Lutjanidae é uma família de peixes carnívoros, principalmente marinhos, distribuída no Atlântico, Índico e Pacífico. Para o litoral brasileiro são descritas 12 espécies sendo nove pertencente ao gênero Lutjanus, uma ao gêneros Ocyurus, uma a Rhomboplites e uma ao gênero Etelis. As relações filogenéticas das espécies do Atlântico Ocidental paulatinamente vem sendo melhor estabelecidas. Apesar da sua importância econômica e ecológica, os aspectos citogenéticos dos Lutjanidae ainda são incipientes.
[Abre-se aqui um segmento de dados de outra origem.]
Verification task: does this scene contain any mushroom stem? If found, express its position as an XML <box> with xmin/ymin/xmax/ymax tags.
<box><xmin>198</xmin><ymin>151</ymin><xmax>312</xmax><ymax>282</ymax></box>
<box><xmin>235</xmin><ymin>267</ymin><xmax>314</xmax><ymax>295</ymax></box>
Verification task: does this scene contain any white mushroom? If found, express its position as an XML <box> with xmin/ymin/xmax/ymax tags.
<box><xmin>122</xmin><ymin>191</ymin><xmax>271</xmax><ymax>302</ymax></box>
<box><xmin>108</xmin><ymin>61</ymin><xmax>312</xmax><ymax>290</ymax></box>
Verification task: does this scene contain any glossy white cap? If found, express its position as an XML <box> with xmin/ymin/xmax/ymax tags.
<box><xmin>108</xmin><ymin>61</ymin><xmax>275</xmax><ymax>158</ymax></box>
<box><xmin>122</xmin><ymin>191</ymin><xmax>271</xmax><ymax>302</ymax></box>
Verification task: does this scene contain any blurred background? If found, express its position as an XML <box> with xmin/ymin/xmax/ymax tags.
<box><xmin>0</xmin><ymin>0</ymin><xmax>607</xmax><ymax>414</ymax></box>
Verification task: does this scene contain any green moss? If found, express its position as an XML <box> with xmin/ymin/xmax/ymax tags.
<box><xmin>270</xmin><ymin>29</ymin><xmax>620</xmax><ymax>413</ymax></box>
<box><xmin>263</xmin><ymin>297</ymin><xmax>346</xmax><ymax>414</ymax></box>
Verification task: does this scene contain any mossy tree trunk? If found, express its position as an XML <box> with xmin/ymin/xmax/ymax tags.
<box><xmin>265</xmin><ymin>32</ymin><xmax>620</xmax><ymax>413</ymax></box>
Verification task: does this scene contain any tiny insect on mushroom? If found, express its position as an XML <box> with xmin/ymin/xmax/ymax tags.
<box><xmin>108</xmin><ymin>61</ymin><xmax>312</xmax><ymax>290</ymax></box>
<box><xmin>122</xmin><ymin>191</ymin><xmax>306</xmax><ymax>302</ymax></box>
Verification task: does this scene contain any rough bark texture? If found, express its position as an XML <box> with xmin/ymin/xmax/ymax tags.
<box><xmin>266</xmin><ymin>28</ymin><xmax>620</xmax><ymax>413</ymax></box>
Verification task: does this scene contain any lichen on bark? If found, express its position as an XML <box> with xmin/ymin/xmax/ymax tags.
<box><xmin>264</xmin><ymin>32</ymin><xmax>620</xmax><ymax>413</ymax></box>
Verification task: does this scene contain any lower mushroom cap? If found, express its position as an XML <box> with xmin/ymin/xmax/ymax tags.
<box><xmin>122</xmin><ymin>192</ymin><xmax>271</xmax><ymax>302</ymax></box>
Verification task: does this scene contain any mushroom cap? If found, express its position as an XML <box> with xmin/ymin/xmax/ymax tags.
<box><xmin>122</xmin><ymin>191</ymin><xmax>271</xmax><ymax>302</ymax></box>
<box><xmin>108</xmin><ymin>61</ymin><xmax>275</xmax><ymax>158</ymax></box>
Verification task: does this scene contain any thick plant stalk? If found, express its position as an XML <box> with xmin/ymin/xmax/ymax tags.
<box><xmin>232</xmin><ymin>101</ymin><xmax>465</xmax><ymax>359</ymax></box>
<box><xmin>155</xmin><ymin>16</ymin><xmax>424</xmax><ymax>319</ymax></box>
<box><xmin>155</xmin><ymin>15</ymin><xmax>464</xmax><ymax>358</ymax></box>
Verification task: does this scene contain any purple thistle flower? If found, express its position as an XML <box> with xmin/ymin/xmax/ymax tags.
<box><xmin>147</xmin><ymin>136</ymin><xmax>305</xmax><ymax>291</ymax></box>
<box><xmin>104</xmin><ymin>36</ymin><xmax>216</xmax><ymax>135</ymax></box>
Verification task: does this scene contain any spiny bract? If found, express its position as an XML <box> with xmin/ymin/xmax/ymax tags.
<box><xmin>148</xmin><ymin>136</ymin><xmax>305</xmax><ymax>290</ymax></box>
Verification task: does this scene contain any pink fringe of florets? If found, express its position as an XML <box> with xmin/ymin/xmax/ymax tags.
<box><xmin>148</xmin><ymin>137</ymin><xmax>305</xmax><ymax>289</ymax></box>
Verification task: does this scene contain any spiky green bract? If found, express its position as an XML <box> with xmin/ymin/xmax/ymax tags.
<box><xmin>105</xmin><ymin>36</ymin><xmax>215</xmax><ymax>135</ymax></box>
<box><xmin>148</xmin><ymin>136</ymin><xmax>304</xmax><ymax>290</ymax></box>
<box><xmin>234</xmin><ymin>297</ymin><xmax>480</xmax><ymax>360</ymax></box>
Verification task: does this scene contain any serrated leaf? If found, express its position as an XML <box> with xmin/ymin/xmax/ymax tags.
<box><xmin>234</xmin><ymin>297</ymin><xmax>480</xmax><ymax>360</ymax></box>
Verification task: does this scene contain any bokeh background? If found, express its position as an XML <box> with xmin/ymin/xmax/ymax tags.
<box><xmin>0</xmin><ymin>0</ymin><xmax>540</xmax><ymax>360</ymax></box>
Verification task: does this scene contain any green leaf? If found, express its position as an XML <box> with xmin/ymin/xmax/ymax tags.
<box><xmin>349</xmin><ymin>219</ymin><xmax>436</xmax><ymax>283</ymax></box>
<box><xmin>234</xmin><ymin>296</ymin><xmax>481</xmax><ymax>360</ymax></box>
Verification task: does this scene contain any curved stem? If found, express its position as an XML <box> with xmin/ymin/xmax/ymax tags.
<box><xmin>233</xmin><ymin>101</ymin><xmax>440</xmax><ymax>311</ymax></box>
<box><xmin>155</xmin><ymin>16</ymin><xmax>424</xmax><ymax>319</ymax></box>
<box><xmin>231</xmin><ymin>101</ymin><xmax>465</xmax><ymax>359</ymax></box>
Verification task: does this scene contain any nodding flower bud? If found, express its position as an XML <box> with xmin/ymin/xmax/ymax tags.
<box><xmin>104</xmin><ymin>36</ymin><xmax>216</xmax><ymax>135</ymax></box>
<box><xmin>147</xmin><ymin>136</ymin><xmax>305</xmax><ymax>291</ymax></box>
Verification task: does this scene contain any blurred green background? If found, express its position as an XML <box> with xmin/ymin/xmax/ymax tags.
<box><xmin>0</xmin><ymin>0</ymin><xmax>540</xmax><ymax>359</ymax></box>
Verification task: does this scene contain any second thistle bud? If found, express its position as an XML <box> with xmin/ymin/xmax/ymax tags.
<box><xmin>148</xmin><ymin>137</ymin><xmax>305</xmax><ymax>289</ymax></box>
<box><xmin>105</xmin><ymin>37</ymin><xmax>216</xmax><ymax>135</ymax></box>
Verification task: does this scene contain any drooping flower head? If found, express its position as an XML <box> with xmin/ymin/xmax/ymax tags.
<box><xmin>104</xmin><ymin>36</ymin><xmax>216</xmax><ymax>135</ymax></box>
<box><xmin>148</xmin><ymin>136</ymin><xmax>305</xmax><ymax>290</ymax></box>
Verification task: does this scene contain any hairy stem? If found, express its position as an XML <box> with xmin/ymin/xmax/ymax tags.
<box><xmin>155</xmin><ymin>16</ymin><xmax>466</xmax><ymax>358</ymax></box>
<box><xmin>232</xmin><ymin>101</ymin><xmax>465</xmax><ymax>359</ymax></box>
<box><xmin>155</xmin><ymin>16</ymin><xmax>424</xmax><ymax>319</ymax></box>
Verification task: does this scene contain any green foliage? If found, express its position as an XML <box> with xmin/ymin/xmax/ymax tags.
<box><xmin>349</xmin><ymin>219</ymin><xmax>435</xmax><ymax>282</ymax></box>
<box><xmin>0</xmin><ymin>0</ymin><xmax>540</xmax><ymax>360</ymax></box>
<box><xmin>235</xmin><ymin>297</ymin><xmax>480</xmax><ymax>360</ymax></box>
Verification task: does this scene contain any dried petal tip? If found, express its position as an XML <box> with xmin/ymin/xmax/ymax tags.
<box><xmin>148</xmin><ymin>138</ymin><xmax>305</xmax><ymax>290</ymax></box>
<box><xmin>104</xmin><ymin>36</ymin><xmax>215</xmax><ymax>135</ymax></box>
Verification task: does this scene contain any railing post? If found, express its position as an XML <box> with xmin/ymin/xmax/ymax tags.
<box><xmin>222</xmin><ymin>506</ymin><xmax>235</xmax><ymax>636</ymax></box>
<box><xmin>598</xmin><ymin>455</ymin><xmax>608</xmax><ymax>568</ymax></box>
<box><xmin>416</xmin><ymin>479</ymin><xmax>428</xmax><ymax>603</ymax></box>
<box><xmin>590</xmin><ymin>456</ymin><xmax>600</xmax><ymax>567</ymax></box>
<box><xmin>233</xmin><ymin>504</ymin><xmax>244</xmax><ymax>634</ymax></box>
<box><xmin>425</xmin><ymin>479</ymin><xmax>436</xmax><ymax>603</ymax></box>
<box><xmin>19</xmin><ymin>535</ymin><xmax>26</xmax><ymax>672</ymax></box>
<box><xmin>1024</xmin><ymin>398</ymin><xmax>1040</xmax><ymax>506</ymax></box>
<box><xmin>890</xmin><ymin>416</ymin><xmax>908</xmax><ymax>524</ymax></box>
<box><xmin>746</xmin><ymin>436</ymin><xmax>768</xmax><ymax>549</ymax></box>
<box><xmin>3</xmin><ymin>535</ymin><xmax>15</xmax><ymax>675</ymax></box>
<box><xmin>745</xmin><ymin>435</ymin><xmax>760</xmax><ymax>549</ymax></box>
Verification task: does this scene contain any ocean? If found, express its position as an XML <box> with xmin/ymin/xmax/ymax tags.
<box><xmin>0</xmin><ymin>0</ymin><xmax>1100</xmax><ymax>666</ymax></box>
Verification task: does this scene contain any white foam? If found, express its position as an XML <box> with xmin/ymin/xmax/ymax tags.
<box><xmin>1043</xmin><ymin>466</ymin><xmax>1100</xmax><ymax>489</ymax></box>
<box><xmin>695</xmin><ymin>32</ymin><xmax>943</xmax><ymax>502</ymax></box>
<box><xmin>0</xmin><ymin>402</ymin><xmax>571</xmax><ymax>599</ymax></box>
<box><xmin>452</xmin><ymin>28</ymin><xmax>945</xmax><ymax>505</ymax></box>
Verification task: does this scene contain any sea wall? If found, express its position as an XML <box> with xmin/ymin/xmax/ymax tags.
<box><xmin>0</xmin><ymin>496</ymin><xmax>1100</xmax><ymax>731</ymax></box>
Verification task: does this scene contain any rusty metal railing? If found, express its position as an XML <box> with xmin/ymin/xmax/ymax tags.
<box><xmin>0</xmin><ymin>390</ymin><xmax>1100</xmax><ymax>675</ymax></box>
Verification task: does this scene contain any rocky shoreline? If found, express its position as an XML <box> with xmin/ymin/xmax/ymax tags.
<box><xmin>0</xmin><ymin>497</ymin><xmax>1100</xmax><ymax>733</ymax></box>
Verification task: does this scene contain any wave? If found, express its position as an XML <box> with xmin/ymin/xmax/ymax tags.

Aqui são apresentados dados de mapeamento cromossômico dos genes ribossomais 18S e 5S e da histona H3, através da hibridização fluorescente in situ (FISH), em espécies de Lutjaninae, sendo quatro espécies de
Lutjanus (L. synagris, L. analis, L. jocu e L. alexandrei) e em Ocyurus chrysurus. Nestas
espécies, os sítios DNAr 18S e 5S em geral são simples, sendo encontrados sítios múltiplos de DNAr 18S apenas em L. jocu e L. alexandrei. Em três espécies analisadas, os genes DNAhis H3 apresentam‐se em um único locus, ou dois em L. jocu. Em Ocyurus chrysurus, uma notável dispersão destas sequências em 22 pares cromossômicos. A elevada quantidade de sítios H3 DNAhis sugere uma possível associação com outras sequências repetitivas no genoma. De fato, clusters H3/DNAr 18S e H3/DNAr 5S, revelam regiões cromossômicas complexas, portadoras de sequências repetitivas multifuncionais. As implicações da expansão genômica de sequências das histonas H3 e sua funcionalidade são ainda desconhecidas e sugerem que estes genes possam ser envolvidos em processos evolutivos estocásticos. Palavras chave: família multigênica, DNAhis, DNA ribossomal, pargos, conservação evolutiva
Introdução
A família Lutjanidae é formada por predadores de médio a grande porte, que desempenham um papel importante no ecossistema marinho (España, 2003). Suas espécies estão distribuídas pelos oceanos Atlântico, Índico e Pacífico (Nelson, 2006), principalmente associadas a ambientes recifais, constituindo um importante recurso para a pesca artesanal (Resende et al., 2003). Devido ao seu valor econômico e importância alimentar, algumas espécies da família Lutjanidae vêm sofrendo sobrepesca, e projetos relacionados a aquicultura marinha de algumas espécies vêm sendo desenvolvidos, tanto para aumentar a oferta, como na produção de alevinos para restaurar estoques pesqueiros (Lorenzen et al., 2010; Saillant et al., 2013).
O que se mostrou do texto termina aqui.